For notebooks that become part of the documentation (worked examples, methodology write-ups), move them to docsrc/mkdocs/notebooks/ so MkDocs picks them up.

Keep modeling organised

Modeling pipelines vary too much to over-prescribe, so the models/ directory is deliberately light. What it does include is models/emd/, because in the ArcGIS world deep-learning artifacts are bundled as Esri Model Definition (.emd) files that pair the model weights with the metadata ArcGIS Pro needs to apply them.

Whatever you train, document enough about each experiment to reproduce it later — at minimum:

  • the data version that went in (path, date, or hash),
  • the code version that produced it (Git commit),
  • the parameters and hyperparameters,
  • the metrics that came out.

For small projects, a JSON or YAML file per run is plenty. For anything bigger, or for team work, graduate to MLflow or whatever tooling your team has standardised on.

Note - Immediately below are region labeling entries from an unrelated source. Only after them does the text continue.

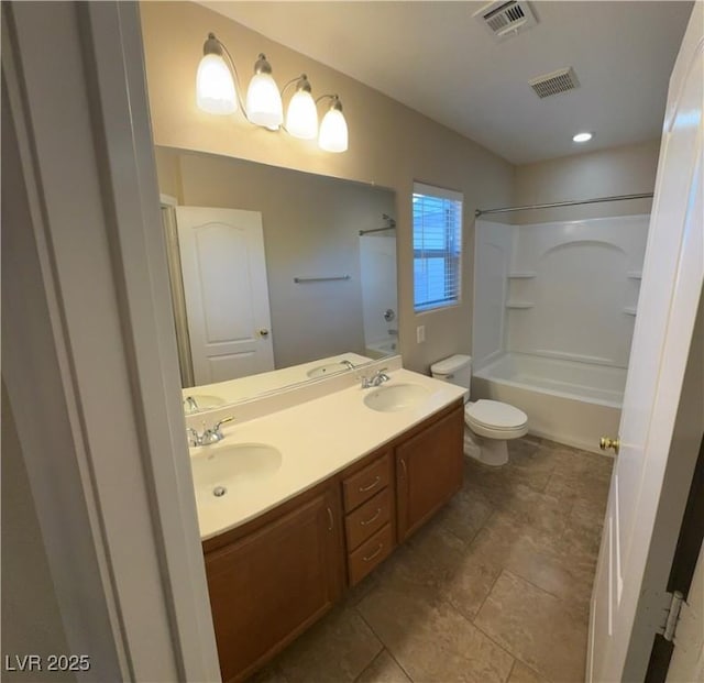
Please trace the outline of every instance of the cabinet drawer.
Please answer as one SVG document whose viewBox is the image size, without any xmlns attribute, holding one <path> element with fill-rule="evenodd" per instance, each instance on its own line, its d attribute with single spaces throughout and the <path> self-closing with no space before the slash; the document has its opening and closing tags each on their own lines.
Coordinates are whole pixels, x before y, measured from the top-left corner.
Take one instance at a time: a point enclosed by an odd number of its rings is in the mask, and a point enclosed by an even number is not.
<svg viewBox="0 0 704 683">
<path fill-rule="evenodd" d="M 359 583 L 394 549 L 394 532 L 391 525 L 380 529 L 349 555 L 350 586 Z"/>
<path fill-rule="evenodd" d="M 388 488 L 377 493 L 372 499 L 346 516 L 344 528 L 348 551 L 354 550 L 362 541 L 376 533 L 391 520 L 391 494 Z"/>
<path fill-rule="evenodd" d="M 365 500 L 369 500 L 382 488 L 388 486 L 389 481 L 391 456 L 388 453 L 384 453 L 364 470 L 342 482 L 344 511 L 350 513 Z"/>
</svg>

Build from the environment up

Reproducing an analysis starts with reproducing the environment that ran it — same tools, same libraries, same versions. In Python this means picking and configuring an environment manager.

This template uses Conda, for two non-negotiable reasons in the spatial world:

  1. ArcPy is shipped through Conda and cannot be installed via pip.
  2. Spatial dependencies (GDAL, GEOS, PROJ) are notoriously painful to compile from source. Conda packages them for you.

The recommended Conda installer is Miniforge when you're not using ArcGIS Pro, and the bundled ArcGIS Pro Python distribution when you are.

make env builds a project-local environment in ./env, isolated from your other projects. If you need stronger reproducibility (pinning the full transitive dependency tree), add conda-lock on top.

Keep secrets and configuration out of version control

You really don't want your ArcGIS Online token, your Postgres password, or your client's API key on GitHub. Treat these as you would any other piece of leaked credential — assume someone will find them.

The template's pattern is two YAML files in config/:

File Purpose Committed?
config.yml Non-sensitive settings (paths, log levels, environment overrides) Yes
secrets_template.yml Template showing the shape of secrets, with placeholder values Yes
secrets.yml Your real credentials — copy from the template and fill in No (gitignored)

In code, both are loaded via singletons that support dot- and dict-style access:

from <package>.config import config

gis_url = config.esri.gis_url  # secrets merged into config — no separate namespace
log_level = config.logging.level

Active environment is controlled by the PROJECT_ENV environment variable (dev, test, prod) so you can switch without editing code. See the Configuration docs in the generated project for the full contract.

For ArcGIS Online / Enterprise specifically, prefer arcgis.gis.GIS(profile=...) with a profile name stored in secrets.yml over embedding usernames and passwords anywhere in code.

Encourage adaptation from a consistent default

The template is meant to be a starting point, not a straitjacket. The right call is to be liberal in adapting the structure for your project, but conservative in changing the default for everyone.

Common adaptations:

  • Simplify — small projects don't need every folder. If models/ and references/ stay empty for the life of a project, delete them.
  • Expand — long-running projects often grow sub-packages under src/<package>/ for related groups of code (e.g. analysis/, viz/, io/), or sub-folders under notebooks/ separating exploratory work from polished reports.
  • Re-organise — when notebooks/ gets crowded on a long project, a top-level research/ folder with sub-folders per experiment (each with its own notebooks and optionally its own Makefile) keeps things navigable.

If you find yourself making the same change on every project, that's a signal worth sharing — open an issue on the template repo.

In Short

The structure exists so you can stop thinking about structure and start thinking about the analysis. Treat the data as immutable, treat the analysis as a graph, and keep the parts that change (notebooks, exploration) separate from the parts that need to be trustworthy (source code, tests, documentation). Adapt freely. Just be consistent.